Burlington's plan to hold back the mighty Mississippi River moves forward.
The city council has authorized City Manager Jim Ferneau to apply for $31-million to build a large flood wall.
"The main area we want to protect is the Port (of Burlington), the (Memorial) Auditorium, and the lift station just south of the auditorium," said Ferneau. "We want to make sure we can get the depot protected as well."
Major flooding in downtown Burlington is considered any crest over 18'. The ten highest crests in the city's history have exceeded that level by more than two feet.
The severe flooding is also occurring more frequently as the National Weather Service states that eight of those ten crests have occurred in the last quarter century.
- 23.65 feet - July 6, 2014 (preliminary)
- 22.26 feet - April 22, 2013 (preliminary)
- 20.24 feet - April 24, 2011
- 25.73 feet - June 17, 2008
- 21.18 feet - May 2, 2008
- 21.82 feet - May 14, 2001
- 25.10 feet - July 10, 1993
- 20.40 feet - April 25, 1993
- 21.50 feet - April 25, 1973
- 21.00 feet - April 30, 1965
Ferneau said Burlington's plan is nothing new for communities living along the river.
"It's pretty comparable to the kind of expenditures we are seeing in other communities doing similar work," said Ferneau. "The majority of those costs don't have to do with the wall itself, but getting foundations under it that will support the wall, but will also cut off, during a flood event, the water that seeps through the ground underneath."

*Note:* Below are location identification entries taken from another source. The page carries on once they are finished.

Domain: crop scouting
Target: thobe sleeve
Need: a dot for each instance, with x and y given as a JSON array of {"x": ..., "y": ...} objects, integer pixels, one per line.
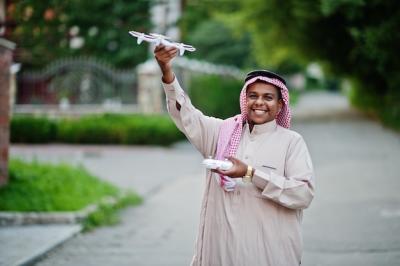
[
  {"x": 202, "y": 131},
  {"x": 294, "y": 190}
]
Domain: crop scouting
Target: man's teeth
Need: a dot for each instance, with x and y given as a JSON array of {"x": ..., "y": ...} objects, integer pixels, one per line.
[{"x": 259, "y": 112}]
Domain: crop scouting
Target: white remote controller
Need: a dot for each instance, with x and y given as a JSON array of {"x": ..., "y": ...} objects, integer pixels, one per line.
[{"x": 214, "y": 164}]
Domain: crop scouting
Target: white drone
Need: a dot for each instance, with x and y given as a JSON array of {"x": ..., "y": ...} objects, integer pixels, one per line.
[{"x": 161, "y": 39}]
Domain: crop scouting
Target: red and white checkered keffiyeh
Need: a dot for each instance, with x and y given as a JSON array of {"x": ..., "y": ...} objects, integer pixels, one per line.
[{"x": 231, "y": 129}]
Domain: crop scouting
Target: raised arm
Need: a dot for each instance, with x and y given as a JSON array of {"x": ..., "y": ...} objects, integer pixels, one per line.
[{"x": 202, "y": 131}]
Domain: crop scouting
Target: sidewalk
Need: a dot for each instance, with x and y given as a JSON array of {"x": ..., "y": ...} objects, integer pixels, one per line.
[
  {"x": 122, "y": 165},
  {"x": 354, "y": 219}
]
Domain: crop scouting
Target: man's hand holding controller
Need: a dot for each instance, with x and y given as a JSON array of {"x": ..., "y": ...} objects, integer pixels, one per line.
[{"x": 234, "y": 167}]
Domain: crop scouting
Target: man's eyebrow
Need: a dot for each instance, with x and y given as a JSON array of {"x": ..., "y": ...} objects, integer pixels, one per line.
[{"x": 267, "y": 93}]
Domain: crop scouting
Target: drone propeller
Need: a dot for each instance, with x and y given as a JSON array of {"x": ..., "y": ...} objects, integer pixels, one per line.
[{"x": 161, "y": 39}]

The state grant requires a $31-million local match. Ferneau said the city will be credited for the millions it has spent on past sewer work or it will spend on future projects.
He said it could be a few months before the city learns about the grant.
"I feel we have a pretty good shot at it," said Ferneau. "This is a set of funds the state legislature set aside for communities on a statewide basis to be able to access for flood efforts. We are the only project currently in the pipeline."